I am setting up a ETL process using pyspark. My input is a kafka stream and i am writing output to multiple sink (one into kafka and another into cloud storage). I am writing checkpoints on the cloud storage. The issue i am facing is that, whenever my application is getting failed due to some reason and when i am restarting my application then, my pyspark application is again reprocessing some (not all) of the input stream data causing data redundancy. Is there any way i can avoid this. I am using spark 3.5.0 and python 3.11. Below are some of my application code:
Spark Session :
spark = SparkSession \
.builder \
.appName("ETL") \
.config("spark.jars.packages", "org.apache.hadoop:hadoop-aws:3.2.2") \
.config('spark.hadoop.fs.s3a.aws.credentials.provider', 'org.apache.hadoop.fs.s3a.SimpleAWSCredentialsProvider')\
.config('spark.driver.extraJavaOptions', '-Duser.timezone=GMT') \
.config('spark.executor.extraJavaOptions', '-Duser.timezone=GMT') \
.config('spark.sql.session.timeZone', 'UTC') \
.config('spark.hadoop.fs.s3a.buffer.dir', '/tmp,/mnt/tmp') \
.config('spark.hadoop.fs.s3a.fast.upload.buffer', 'bytebuffer') \
.config('spark.hadoop.fs.s3a.fast.upload.active.blocks', 1) \
.config('spark.streaming.backpressure.enabled', True) \
.config("spark.redis.host",conf["nosql-host"]) \
.config("spark.redis.port",conf["nosql-port"]) \
.config("spark.redis.db",conf["nosql-db"]) \
.config("spark.redis.auth", __REDIS_CREDENTIAL__) \
.getOrCreate()
Kafka Read Stream :
streamDF = (spark \
.readStream \
.format("kafka") \
.option("kafka.bootstrap.servers", kafka_bootstrap_server_consumer) \
.option("subscribe", kafka_topic_name) \
.option("mode", "PERMISSIVE") \
.option("startingOffsets", "earliest").option("failOnDataLoss", "false") \
.load().withColumn('fixedValue', fn.expr("substring(value, 6, length(value)-5)")).select('fixedValue'))
Write Stream to multiple sinks :
write_stream = extractionDF \
.writeStream \
.trigger(processingTime='2 seconds') \
.outputMode("append") \
.foreachBatch(lambda df,epochId: write_to_multiple_sinks(df, epochId,processed_cloud_storage_path,kafka_bootstrap_server_producer)) \
.option("truncate", "false").option("checkpointLocation", cloud_storage_path)\
.start()
write_to_multiple_sinks Function :
def write_to_multiple_sinks(dataframe: DataFrame, epochId,cloud_storage_path, kafka_bootstrap_server):
dataframe = dataframe.cache()
druidDF = dataframe.select(druidSchema())

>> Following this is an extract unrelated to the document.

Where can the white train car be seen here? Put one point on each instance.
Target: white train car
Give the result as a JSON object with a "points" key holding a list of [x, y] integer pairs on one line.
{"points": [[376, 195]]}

druidDF.selectExpr(producerTopic,"to_json(struct(*)) AS value").write\
.format("kafka")\
.option("kafka.bootstrap.servers", kafka_bootstrap_server).save()
processedDF = dataframe.select(processedSchema())
processedDF.write.format("csv").mode("append").option("sep","^").option("compression","gzip").option("path", cloud_storage_path).save()